18 juin : date capitale, celle du célèbre appel du Général de Gaulle aux français.

Mais 18 juin, date capitale pour l'Aisne, capitale aussi pour la France, bien avant le 18 juin 1940, et incarnant la même et farouche volonté de rendre à la france sa liberté et son indépendance.

Cette date, c'est celle du 18 juin 1918, à quelques encâblures de Villiers-Saint-Denis, à Belleau, dans le bois de Belleau très exactement.

Souvenons-nous : il y a quatre-vingt dix ans aujourd'hui,  de jeunes américains courageux ont attaqué les positions allemandes à Belleau, signant bien souvent de leur propre sang, sur le sol axonais, le début de la contre-offensive alliée face à la percée allemande qui l'avait précédée, et avait une nouvelle fois menacé Paris.

Le canon a tonné ce jour-là inlassablement; on devait l'entendre à Villiers ce canon-là, sous le feu duquel ils se sont sacrifiés, les héros américains.

Le 25 mai 2008, une commémoration magnifique a eu lieu sur les lieux de l'effroyable boucherie que fut ce combat de 1918 : c'était par un  dimanche ensoleillé de printemps, à Belleau wood : un major général de l'armée de terre française au nom basque, le général commandant les Marines, bardé de décorations sans doute conquises dans les rizières du delta du Mekong, l'ambassadeur des USA arrivé dans sa limousine,  dont l'aile gauche est surmontée d'un fanion aux couleurs des États-Unis, une flopée de hauts gradés de l'armée américaine, deux parlementaires français, dont le président du groupe d'amitié sénatorial France-USA, Paul GIROD, et tant d'autres : tous étaient là, dont on fait ici une énumération à la Prévert, à faire pâlir un chef du protocole !

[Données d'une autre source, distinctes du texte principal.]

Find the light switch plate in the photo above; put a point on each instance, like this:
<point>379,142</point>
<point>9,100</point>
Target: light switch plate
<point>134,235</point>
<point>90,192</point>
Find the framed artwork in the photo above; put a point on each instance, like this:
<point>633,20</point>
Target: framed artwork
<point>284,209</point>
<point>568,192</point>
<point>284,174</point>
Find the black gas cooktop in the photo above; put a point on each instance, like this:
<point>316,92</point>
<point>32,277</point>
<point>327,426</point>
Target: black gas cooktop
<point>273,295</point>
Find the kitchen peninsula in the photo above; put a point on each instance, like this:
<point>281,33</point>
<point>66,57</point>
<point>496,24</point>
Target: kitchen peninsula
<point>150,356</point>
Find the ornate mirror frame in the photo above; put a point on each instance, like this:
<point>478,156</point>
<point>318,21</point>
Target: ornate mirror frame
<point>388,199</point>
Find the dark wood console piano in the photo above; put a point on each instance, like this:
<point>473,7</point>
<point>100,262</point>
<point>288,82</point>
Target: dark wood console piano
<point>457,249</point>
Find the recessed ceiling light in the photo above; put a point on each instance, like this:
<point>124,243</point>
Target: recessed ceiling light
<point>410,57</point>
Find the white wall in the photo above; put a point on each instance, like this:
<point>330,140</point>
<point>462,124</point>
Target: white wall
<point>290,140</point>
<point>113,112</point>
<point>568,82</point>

Oui, c'était dimanche 25 mai, au cimetière américain de Belleau et la foule, dense, qui entourait ces huiles, cachait la vue sur ce jardin terrifiant de tombes où reposent à jamais les jeunes victimes de juin 18.

Les villiérois avaient vu passer au-dessus du village, vers 10h15, ce matin-là, les avions de chasse F16 venus tout exprès de leur base de Grande-Bretagne pour un survol à basse altitude de ce terroir du sud de l'Aisne et du village de Belleau en particulier : les voilà qui, soudain, firent vibrer le sol de ce Belleau wood, champ de bataille devenu cimetière, comme il vibra, en 18, sous l'effet du feu nourri des canons.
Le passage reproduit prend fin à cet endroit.